Throughout a recent interview on a video call, as the two sat on a couch together, Morgan was tucked in the crook of Del Toro’s arm so they could both be on a single screen. The two watched a lot of movies together while working on the screenplay, noting how they purposefully stayed away from the greatest hits of film noir like “Out of the Past,” “The Maltese Falcon” or “Laura.”

Soon they began sweetly rattling off movies they did watch, trying to recall their favorite movies with actor Charles McGraw (those would be “The Threat” and “Loophole”) or debating the true nature of a character played by Lizabeth Scott in “Too Late for Tears,” when Del Toro noted, “We’re turning into the lost interview from ‘When Harry Met Sally.’”
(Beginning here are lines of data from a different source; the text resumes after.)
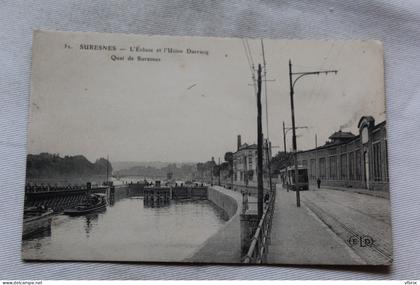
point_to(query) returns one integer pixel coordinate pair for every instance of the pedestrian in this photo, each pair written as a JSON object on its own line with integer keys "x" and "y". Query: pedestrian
{"x": 318, "y": 181}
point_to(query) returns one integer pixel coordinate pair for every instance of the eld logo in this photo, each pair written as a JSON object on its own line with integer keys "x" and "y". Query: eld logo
{"x": 362, "y": 241}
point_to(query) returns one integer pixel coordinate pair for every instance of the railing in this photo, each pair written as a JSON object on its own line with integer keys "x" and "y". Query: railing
{"x": 257, "y": 252}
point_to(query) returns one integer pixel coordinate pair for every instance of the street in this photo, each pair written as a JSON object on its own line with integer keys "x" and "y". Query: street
{"x": 331, "y": 227}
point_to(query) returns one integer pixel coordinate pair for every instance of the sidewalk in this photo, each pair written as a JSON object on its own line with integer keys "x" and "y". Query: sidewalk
{"x": 299, "y": 237}
{"x": 381, "y": 194}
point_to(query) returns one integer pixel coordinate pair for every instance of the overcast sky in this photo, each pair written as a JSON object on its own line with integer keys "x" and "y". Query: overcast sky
{"x": 190, "y": 107}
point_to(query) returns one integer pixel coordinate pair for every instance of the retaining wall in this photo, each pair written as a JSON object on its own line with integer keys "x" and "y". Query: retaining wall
{"x": 225, "y": 245}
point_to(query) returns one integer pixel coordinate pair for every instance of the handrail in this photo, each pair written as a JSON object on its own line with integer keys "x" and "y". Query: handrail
{"x": 258, "y": 249}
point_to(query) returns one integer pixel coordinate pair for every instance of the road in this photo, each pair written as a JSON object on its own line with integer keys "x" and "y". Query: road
{"x": 331, "y": 227}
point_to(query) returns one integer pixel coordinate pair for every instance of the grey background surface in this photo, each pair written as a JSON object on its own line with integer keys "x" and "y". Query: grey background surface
{"x": 396, "y": 23}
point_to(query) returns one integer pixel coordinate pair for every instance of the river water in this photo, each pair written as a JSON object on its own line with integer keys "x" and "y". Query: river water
{"x": 128, "y": 231}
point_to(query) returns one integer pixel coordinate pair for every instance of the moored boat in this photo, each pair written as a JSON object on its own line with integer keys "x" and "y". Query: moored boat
{"x": 36, "y": 219}
{"x": 94, "y": 203}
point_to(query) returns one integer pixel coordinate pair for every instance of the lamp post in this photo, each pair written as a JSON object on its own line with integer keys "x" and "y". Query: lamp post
{"x": 292, "y": 107}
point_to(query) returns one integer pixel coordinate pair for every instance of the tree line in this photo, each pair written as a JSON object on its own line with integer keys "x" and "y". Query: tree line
{"x": 46, "y": 165}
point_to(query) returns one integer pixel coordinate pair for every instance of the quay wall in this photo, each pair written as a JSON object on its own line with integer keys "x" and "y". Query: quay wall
{"x": 225, "y": 245}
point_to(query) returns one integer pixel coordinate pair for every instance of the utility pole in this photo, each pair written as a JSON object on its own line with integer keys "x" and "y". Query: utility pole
{"x": 292, "y": 107}
{"x": 286, "y": 130}
{"x": 260, "y": 146}
{"x": 284, "y": 138}
{"x": 219, "y": 171}
{"x": 107, "y": 170}
{"x": 268, "y": 150}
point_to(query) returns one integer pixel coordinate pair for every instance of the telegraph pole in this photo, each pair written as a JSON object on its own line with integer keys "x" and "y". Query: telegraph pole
{"x": 292, "y": 107}
{"x": 219, "y": 171}
{"x": 260, "y": 146}
{"x": 284, "y": 138}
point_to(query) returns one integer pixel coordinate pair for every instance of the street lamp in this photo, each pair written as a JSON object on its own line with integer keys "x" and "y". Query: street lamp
{"x": 292, "y": 107}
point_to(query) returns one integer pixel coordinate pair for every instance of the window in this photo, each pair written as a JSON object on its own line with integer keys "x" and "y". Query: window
{"x": 250, "y": 162}
{"x": 322, "y": 168}
{"x": 358, "y": 165}
{"x": 377, "y": 161}
{"x": 343, "y": 164}
{"x": 313, "y": 169}
{"x": 333, "y": 167}
{"x": 386, "y": 161}
{"x": 351, "y": 166}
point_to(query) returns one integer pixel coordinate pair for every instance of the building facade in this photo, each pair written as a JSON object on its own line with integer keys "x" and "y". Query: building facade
{"x": 348, "y": 160}
{"x": 245, "y": 163}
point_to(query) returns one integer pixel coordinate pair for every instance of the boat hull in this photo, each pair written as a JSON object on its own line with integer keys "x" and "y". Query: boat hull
{"x": 36, "y": 224}
{"x": 79, "y": 212}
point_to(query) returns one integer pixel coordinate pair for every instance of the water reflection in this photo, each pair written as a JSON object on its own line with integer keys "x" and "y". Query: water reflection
{"x": 128, "y": 231}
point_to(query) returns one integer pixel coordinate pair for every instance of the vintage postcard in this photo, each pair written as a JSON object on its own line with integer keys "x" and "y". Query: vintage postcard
{"x": 206, "y": 150}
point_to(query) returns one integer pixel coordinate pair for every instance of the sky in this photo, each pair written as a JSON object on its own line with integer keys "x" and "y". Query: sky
{"x": 191, "y": 107}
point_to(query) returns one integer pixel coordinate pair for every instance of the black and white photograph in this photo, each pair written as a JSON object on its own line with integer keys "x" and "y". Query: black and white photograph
{"x": 206, "y": 150}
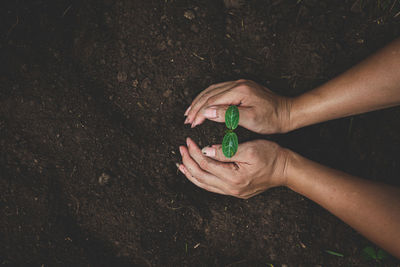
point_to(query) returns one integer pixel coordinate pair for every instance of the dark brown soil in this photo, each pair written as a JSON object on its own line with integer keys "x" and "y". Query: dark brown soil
{"x": 92, "y": 95}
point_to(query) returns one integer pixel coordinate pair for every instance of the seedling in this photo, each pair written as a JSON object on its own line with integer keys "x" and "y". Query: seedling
{"x": 369, "y": 253}
{"x": 230, "y": 142}
{"x": 337, "y": 254}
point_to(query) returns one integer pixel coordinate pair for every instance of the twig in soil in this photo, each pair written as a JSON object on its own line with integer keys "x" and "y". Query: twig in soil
{"x": 76, "y": 203}
{"x": 199, "y": 57}
{"x": 66, "y": 11}
{"x": 13, "y": 26}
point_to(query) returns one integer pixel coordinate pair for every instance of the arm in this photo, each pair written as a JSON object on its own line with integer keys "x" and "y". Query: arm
{"x": 371, "y": 208}
{"x": 371, "y": 85}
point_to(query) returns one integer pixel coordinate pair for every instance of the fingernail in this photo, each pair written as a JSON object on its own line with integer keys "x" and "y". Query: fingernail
{"x": 210, "y": 113}
{"x": 208, "y": 151}
{"x": 182, "y": 168}
{"x": 187, "y": 111}
{"x": 187, "y": 141}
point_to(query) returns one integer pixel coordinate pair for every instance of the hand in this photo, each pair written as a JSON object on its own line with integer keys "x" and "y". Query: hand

Del Toro jokingly said that the two of them “became a two-headed monster” as they were working on the project. First, they transcribed all the dialogue from the original novel. Then they worked separately, trading pages back and forth and editing each other’s work until they came together to write side-by-side. For a relatively new couple, to spend their time submerging themselves in Stanton Carlisle’s dark despair might seem an uncomfortable place to be.

“There is something when you’re looking at such dark material, it is good to talk about these things,” said Morgan. “So it’s good to open up and share your fears and share things that you relate to and to see the humanity in Stanton. We sort of merged it with William Lindsay Gresham, with our own lives and with people that we’ve known.”

“As an artist, you feel there is a possibility that there is a tyranny of nice. Nice can become as oppressive as anything else,” said Del Toro. “And you just convulse. We are, after all, reacting to what’s in the atmosphere, and sometimes you react with a poem, and sometimes you react with a gut punch.”